Es gab kein Familienfest, kein Liebhabertheater, keine lebenden Bilder, bei denen er nicht Ratgeber und Helfer war. Es kam ihm gar nicht darauf an, Coulissen zu malen und Gelegenheitsgedichte zu machen. Ich selbst habe manchmal seine Güte in Anspruch genommen. Seine ganze Erscheinung hatte etwas Drolliges, Gnomenhaftes. Er war klein und verwachsen, der Kopf aber groß, mit dunklen, ins Graue spielenden langen Locken. Sein sehr markiertes Profil hatte etwas Orientalisches. Sie werden ihn leicht auf dem bekannten Krügerschen Huldigungsbilde in der Künstlergruppe auf der Estrade rechts erkennen. Wenn ich nicht irre, sind Zeichnungen von ihm im Kupferstichcabinet, doch bin ich dessen nicht gewiß. Er hat lange Jahre in der Friedrichsstraße gewohnt, Ecke der Mohrenstraße, unendlich einfach eingerichtet, ein echter Künstler-Junggeselle.

von Roeder Generallieutenant von Roeder kommandierte im dänischen Kriege 1864 die »Düppel-Brigade«, Regimenter 24 und 64, und war unter den ersten, die auf Alsen landeten. Auf dem bekannten Bleibtreuschen Bilde »Übergang nach Alsen« (Nationalgalerie) steht er, ein großer schöner Mann, in einem der vordersten Boote. Während meines Militärjahres war er Offizier in der Compagnie des Kaiser-Franz-Regiments, in dem ich diente, und bewahrte mir seitdem sein Wohlwollen. ,
Generallieutenant z. D.«

 

Das waren die Zuschriften, die ich ohne mein Zutun erhielt. Um andre bemühte ich mich, indem ich bei Personen anfragte, von deren früheren Beziehungen zu Rösel ich inzwischen erfahren hatte.
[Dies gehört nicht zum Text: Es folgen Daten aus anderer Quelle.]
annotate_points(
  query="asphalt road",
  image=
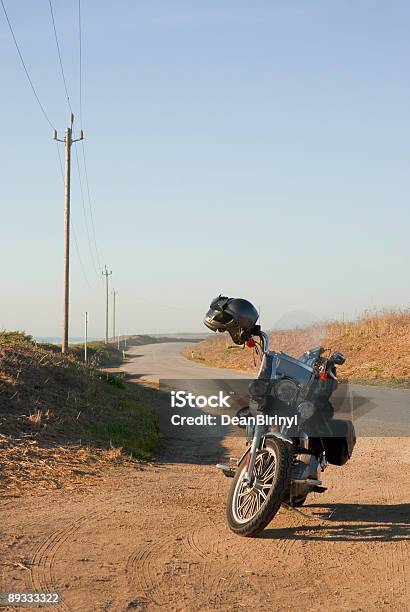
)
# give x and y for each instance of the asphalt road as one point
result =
(375, 411)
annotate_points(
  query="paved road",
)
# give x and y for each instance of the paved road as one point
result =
(376, 411)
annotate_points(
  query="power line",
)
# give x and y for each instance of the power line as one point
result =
(25, 68)
(90, 206)
(80, 62)
(84, 211)
(59, 56)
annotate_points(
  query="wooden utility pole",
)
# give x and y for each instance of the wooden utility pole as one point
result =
(106, 274)
(85, 336)
(113, 313)
(68, 141)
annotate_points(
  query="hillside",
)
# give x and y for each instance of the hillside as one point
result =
(376, 346)
(61, 421)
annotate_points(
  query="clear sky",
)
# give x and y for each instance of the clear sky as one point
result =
(258, 149)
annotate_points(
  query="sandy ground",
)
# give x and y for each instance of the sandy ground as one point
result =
(156, 539)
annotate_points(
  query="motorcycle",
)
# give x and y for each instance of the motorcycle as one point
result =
(283, 464)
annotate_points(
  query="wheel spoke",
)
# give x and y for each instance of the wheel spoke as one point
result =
(269, 473)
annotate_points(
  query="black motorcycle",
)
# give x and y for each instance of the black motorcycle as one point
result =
(283, 463)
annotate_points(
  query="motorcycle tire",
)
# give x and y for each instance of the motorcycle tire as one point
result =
(250, 509)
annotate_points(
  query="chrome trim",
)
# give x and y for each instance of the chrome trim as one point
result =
(277, 434)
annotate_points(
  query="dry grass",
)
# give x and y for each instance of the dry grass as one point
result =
(376, 346)
(50, 407)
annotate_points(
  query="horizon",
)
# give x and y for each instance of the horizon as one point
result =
(260, 151)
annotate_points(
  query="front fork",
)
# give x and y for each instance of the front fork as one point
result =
(259, 433)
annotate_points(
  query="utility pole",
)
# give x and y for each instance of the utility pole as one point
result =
(68, 141)
(85, 337)
(113, 313)
(106, 274)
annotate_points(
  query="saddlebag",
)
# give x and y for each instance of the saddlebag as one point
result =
(339, 446)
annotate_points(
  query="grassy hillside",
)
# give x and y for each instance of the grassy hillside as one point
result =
(61, 421)
(376, 346)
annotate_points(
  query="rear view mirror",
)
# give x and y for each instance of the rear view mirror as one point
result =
(337, 357)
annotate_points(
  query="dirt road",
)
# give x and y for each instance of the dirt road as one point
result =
(155, 538)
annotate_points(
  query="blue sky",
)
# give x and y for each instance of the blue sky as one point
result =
(256, 149)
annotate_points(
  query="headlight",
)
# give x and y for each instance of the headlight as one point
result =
(306, 410)
(286, 391)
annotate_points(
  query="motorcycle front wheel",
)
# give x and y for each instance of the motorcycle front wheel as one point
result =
(251, 508)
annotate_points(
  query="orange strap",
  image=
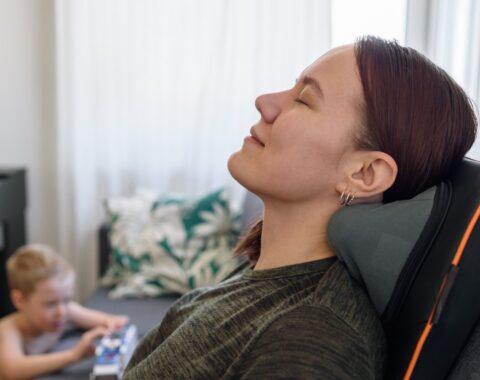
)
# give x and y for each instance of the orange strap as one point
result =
(429, 325)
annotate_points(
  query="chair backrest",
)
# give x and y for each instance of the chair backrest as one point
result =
(437, 298)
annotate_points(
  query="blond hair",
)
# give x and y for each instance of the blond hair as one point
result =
(32, 264)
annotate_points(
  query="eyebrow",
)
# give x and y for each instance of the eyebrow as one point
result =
(314, 84)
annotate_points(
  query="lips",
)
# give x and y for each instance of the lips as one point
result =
(255, 137)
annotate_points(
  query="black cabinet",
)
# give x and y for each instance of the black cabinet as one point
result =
(13, 202)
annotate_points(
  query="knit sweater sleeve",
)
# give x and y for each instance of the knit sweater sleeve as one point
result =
(310, 342)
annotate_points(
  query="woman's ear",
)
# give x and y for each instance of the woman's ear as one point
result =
(18, 299)
(368, 174)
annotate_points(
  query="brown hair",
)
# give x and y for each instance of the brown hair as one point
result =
(32, 264)
(413, 111)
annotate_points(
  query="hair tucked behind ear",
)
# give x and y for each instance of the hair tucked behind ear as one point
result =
(413, 111)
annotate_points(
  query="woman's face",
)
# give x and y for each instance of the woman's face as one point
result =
(297, 149)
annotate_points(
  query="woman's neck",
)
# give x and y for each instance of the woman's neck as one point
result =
(293, 234)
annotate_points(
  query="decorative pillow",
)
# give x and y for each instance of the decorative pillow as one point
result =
(170, 244)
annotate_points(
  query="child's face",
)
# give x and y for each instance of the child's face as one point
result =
(47, 306)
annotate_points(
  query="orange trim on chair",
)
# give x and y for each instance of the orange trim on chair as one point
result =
(429, 325)
(465, 237)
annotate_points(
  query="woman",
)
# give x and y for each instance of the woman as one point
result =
(365, 122)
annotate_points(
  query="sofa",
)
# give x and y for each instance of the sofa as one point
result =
(145, 312)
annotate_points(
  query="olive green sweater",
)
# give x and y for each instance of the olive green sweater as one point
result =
(304, 321)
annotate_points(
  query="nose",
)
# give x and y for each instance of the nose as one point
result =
(269, 107)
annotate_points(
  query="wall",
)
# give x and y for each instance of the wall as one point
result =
(27, 113)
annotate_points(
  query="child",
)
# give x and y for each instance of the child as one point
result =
(41, 288)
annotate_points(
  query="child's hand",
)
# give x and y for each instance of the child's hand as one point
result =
(85, 347)
(115, 322)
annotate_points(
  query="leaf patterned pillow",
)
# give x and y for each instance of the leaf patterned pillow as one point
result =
(171, 244)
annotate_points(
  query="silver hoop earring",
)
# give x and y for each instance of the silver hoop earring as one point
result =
(347, 197)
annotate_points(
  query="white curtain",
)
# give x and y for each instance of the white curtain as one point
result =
(448, 32)
(158, 94)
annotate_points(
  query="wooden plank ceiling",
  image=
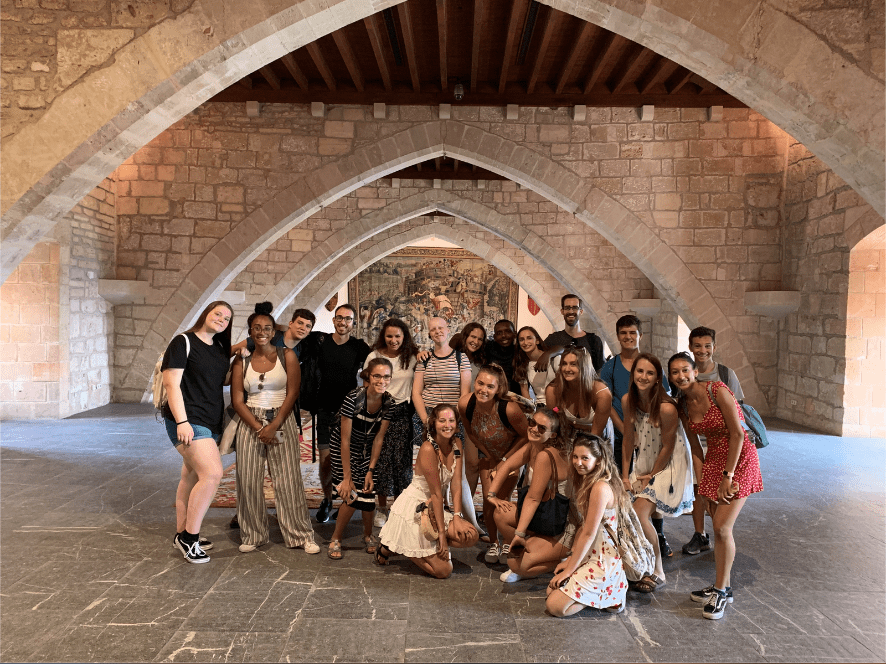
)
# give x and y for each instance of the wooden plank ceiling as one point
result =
(500, 51)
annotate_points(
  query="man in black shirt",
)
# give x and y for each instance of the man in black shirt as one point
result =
(571, 308)
(340, 358)
(500, 349)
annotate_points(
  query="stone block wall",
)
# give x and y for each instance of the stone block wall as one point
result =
(812, 368)
(711, 190)
(92, 227)
(33, 373)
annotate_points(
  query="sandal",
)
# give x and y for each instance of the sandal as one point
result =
(647, 584)
(382, 553)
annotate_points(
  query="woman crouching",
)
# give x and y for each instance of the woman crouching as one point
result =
(439, 459)
(593, 574)
(531, 554)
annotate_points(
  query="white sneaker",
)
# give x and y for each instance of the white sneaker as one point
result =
(509, 577)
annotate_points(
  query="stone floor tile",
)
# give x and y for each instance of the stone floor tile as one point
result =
(190, 646)
(335, 640)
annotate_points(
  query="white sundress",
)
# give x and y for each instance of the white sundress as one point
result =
(670, 490)
(402, 531)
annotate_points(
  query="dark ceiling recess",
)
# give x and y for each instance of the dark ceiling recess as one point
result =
(502, 51)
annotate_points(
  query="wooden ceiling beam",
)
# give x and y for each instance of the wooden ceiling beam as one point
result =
(572, 58)
(632, 68)
(547, 34)
(375, 40)
(269, 75)
(655, 75)
(442, 39)
(409, 43)
(479, 11)
(317, 56)
(295, 71)
(517, 11)
(341, 41)
(677, 80)
(607, 54)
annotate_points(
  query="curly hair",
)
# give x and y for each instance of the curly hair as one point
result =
(408, 349)
(604, 470)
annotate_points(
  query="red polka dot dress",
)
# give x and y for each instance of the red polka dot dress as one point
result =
(713, 427)
(600, 581)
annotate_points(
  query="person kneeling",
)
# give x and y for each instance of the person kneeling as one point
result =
(593, 574)
(439, 459)
(531, 553)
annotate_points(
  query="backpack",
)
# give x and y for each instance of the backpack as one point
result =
(637, 554)
(157, 389)
(752, 423)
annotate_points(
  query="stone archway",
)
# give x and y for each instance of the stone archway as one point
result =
(152, 80)
(625, 230)
(447, 202)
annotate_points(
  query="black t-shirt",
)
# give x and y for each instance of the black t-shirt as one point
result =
(590, 341)
(503, 357)
(202, 381)
(339, 365)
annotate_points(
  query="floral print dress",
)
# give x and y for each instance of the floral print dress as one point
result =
(600, 581)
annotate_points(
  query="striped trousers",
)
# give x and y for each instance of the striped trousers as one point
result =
(284, 467)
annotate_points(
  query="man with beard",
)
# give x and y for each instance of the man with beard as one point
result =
(340, 357)
(571, 308)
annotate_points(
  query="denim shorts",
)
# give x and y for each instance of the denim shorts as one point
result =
(199, 432)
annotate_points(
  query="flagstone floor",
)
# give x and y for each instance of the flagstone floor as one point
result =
(88, 573)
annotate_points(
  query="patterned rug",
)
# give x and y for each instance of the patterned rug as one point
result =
(226, 496)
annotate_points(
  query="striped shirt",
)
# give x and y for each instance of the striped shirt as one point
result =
(442, 378)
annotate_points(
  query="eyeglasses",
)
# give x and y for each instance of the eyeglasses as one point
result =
(533, 424)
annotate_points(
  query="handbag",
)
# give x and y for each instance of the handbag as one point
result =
(551, 514)
(636, 553)
(428, 527)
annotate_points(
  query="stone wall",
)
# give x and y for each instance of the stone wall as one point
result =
(710, 190)
(820, 209)
(33, 372)
(92, 227)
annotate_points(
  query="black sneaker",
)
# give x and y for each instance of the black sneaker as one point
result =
(697, 544)
(192, 553)
(205, 544)
(703, 595)
(324, 510)
(716, 605)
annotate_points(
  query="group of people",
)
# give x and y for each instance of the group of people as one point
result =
(547, 415)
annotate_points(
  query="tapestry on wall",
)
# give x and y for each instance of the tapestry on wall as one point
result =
(417, 283)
Einen aus der Reihe dieser Briefe, der das reichste Material gibt, lasse ich in nachstehendem folgen.

 

»Rom, 21. Januar 1880
Piazza Campitelli, Palazzo Capizucchi

Ihren lieben Brief mit der Rösel-Anfrage habe ich gestern erhalten, und ich beeile mich, Ihnen darauf zu antworten.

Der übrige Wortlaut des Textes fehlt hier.